There are a couple of concerns. One, we need to migrate the VMs to other nodes. We also have storage disks that have the nodes that we want to delete as owner. We first attempted to migrate our VMs manually using live migration but a couple of them appeared to fall back to the same node. If this happens to you, the node is likely failing migration but the errors aren’t obvious. Check the Cluster Events in the Failover Cluster Manager. It also wasn’t clear how to change ownership of the disks. We saw a move option on some of our disks but not all of our disks showed this option. This alludes to another issue that we will cover later. As a note, all of our disks are cluster shared volumes which are commonly referred to as CSVs.
Our process.
- Go to the Node tree, right click on the node that we wished to remove. Select Pause and Drain Roles. If this fails, you will want to resume the node as it stays paused even if it fails.

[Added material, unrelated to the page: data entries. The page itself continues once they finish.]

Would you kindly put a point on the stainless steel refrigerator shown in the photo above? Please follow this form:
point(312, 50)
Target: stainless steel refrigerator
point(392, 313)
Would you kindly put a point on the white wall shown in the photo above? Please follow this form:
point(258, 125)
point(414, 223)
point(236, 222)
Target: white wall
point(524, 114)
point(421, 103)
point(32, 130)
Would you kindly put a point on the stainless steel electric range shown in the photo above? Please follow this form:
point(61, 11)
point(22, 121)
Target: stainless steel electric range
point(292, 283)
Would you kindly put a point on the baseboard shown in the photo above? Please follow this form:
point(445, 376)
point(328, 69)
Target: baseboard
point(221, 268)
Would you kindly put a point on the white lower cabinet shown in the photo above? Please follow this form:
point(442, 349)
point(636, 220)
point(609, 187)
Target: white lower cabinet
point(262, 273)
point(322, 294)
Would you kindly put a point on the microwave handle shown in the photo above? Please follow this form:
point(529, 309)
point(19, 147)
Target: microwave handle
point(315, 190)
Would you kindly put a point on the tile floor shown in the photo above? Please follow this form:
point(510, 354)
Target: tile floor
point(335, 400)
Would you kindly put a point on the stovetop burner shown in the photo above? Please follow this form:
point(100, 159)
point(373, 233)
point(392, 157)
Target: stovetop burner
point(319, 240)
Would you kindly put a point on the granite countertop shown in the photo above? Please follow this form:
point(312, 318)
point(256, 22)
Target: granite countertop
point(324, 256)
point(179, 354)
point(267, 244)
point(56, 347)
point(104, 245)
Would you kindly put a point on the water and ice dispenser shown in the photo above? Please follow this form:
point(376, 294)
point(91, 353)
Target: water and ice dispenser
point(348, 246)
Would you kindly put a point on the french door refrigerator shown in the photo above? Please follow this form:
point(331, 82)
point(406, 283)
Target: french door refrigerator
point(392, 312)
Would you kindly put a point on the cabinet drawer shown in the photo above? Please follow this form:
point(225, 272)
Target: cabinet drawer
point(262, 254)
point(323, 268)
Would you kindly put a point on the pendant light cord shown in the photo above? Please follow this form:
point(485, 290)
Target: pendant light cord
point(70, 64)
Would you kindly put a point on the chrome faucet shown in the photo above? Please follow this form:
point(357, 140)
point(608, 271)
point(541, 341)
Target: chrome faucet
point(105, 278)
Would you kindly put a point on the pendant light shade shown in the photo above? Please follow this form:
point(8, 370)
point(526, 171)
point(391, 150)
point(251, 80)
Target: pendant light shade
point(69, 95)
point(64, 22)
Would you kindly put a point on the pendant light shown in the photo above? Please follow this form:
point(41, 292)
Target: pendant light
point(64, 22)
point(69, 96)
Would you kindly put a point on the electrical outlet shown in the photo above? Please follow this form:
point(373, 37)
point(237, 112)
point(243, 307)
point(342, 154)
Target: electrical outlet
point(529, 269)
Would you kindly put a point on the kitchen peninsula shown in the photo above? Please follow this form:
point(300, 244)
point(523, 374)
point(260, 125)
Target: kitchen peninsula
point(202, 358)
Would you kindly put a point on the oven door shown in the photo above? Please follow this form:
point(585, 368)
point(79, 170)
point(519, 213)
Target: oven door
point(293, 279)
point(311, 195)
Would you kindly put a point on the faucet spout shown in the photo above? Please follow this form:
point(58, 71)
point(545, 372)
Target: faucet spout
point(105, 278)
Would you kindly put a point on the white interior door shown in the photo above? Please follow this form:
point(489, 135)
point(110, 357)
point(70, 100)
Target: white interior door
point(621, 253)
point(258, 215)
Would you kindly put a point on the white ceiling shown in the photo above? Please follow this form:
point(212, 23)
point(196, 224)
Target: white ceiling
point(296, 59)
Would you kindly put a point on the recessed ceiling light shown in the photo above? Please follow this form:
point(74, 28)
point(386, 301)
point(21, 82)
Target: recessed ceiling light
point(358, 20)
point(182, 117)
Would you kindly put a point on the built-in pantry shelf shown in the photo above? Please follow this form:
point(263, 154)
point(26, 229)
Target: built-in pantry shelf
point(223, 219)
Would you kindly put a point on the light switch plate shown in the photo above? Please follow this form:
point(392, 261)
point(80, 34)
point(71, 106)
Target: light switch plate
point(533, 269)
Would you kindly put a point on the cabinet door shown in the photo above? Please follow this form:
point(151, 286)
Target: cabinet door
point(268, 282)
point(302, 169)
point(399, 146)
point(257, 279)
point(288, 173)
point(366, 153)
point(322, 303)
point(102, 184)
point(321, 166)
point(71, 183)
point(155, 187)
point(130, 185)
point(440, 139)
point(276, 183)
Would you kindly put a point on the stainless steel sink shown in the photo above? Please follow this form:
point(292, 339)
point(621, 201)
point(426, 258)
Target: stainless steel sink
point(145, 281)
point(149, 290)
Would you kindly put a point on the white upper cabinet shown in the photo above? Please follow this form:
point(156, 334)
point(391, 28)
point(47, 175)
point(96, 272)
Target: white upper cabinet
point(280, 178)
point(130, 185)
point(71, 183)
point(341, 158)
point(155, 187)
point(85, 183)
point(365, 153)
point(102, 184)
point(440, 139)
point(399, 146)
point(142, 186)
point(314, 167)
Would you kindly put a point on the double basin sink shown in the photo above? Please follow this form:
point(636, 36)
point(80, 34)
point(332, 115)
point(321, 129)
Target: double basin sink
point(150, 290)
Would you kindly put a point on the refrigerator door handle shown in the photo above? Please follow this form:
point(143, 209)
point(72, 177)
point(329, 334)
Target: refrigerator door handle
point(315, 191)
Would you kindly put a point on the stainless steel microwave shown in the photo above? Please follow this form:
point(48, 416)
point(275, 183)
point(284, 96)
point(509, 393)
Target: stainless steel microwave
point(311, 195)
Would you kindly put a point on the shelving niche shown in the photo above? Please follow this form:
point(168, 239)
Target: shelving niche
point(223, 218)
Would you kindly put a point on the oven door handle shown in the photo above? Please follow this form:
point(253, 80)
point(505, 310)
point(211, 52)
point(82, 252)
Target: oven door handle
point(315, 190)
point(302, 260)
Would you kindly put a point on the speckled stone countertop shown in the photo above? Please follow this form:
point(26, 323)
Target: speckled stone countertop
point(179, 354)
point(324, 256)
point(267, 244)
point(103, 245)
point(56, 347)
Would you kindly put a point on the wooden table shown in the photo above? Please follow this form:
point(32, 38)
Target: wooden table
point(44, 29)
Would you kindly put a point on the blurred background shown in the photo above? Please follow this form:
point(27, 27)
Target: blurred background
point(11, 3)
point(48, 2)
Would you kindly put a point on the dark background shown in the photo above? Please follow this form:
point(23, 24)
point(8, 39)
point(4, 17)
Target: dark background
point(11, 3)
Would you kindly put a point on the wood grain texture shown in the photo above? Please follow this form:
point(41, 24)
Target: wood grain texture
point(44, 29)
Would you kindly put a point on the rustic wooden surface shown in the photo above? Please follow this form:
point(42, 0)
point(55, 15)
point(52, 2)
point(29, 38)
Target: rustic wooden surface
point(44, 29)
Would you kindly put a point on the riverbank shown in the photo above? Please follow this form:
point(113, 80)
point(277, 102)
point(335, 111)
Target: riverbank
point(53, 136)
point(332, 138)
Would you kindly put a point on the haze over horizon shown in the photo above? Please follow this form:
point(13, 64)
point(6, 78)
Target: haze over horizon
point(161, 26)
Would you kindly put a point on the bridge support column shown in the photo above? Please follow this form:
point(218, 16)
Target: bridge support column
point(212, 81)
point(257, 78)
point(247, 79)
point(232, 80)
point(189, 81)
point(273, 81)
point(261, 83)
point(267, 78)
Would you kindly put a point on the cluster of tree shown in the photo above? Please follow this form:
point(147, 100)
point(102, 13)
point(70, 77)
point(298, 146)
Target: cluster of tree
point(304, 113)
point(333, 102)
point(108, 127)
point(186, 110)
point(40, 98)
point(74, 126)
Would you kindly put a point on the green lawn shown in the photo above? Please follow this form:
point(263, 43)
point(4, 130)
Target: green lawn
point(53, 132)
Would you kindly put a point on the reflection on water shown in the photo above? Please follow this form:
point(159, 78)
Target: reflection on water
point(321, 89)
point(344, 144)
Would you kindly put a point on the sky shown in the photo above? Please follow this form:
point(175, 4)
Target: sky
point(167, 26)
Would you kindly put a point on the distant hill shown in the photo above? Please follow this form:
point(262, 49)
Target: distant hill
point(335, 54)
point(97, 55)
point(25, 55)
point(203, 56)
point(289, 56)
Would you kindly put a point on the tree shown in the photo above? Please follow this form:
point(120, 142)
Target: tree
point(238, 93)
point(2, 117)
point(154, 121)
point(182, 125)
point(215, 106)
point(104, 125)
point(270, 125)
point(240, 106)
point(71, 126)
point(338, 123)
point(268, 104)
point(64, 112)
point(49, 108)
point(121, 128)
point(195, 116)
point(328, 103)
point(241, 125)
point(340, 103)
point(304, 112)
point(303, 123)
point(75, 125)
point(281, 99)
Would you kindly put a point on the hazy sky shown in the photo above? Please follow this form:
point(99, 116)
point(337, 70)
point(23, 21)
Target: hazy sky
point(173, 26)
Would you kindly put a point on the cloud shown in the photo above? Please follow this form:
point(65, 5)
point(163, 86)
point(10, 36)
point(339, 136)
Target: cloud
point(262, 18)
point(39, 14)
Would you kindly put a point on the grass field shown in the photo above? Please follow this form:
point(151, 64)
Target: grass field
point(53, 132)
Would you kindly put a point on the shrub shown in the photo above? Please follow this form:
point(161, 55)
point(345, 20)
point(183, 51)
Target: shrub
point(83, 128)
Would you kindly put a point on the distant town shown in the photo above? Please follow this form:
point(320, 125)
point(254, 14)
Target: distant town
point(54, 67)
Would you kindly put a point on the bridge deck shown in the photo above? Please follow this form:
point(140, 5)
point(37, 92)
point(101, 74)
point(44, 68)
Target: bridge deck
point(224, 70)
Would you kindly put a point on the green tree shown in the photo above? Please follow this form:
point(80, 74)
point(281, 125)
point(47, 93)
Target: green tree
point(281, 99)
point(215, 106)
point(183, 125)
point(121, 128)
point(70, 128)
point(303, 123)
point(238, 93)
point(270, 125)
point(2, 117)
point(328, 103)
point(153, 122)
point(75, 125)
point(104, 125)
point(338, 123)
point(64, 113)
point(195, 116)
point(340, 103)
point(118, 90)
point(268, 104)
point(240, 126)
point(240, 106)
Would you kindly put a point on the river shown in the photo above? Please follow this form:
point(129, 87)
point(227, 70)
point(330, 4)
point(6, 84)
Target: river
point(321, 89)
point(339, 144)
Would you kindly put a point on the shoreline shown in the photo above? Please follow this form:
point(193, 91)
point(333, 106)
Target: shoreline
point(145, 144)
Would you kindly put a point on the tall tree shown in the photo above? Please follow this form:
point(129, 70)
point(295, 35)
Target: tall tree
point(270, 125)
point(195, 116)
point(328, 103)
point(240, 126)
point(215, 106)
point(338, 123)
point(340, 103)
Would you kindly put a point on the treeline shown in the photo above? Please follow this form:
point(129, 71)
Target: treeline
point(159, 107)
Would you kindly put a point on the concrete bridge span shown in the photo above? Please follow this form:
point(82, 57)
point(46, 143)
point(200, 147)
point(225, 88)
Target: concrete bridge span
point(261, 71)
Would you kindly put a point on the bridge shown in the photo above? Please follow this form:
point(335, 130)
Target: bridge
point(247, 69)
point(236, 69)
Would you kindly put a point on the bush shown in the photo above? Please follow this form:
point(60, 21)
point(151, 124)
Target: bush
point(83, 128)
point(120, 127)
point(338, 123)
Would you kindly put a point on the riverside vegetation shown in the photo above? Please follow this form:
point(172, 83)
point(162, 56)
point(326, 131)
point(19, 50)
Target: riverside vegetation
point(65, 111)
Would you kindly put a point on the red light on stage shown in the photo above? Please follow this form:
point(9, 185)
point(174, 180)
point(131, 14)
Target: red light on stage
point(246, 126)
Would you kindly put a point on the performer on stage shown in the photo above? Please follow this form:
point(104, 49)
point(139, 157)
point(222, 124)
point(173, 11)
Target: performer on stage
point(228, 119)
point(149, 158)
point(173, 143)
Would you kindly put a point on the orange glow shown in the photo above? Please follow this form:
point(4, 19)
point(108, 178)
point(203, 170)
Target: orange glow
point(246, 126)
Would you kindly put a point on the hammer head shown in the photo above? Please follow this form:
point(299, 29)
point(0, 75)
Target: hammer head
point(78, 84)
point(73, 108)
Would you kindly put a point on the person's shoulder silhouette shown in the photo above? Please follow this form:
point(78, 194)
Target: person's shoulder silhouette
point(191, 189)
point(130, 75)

- From more actions select stop cluster service
- From more actions select evict.
The documentation that we could find seems to suggest that there is more than one way to do this. It sounds like you could simply stop the cluster service and it would drain roles. We were uncomfortable with taking a chance so we followed the steps above.
Regarding draining roles. This will not only live migrate your VMs to another node, but it will also change ownership of your CSVs.
Some failures.
- Failed migrations usually point to local media. For example, a mounted dvd or a drive that is local to the host. Correct the issue and try again.
- We had one issue with a VM with a gen2 bios that had secureboot enabled. This prevented the VM from migrating. We used the powershell command set-vmfirmware to disable secureboot which allowed the VM to migrate. Note, the VM must be shutdown to run this command.
- We had an issue with one of our CSVs. This wasn’t immediately evident through the logs which by the way are almost worthless. Thank you Microsoft. The issue and solution was that one of our CSVs was only available to one of our nodes. We added the missing volume using the Nimble Connection Manager to one of the nodes which we were keeping which resolved this issue. This was even a little more involved since we didn’t provide connection access to this volume on all of our servers. Just a note that you may need to make a change at the SAN level.
The last thing we did to cleanup the servers after they had been removed from the cluster was remove the connections to the SAN. This process will be different depending on your SAN.
That’s it. I hope this helps someone else.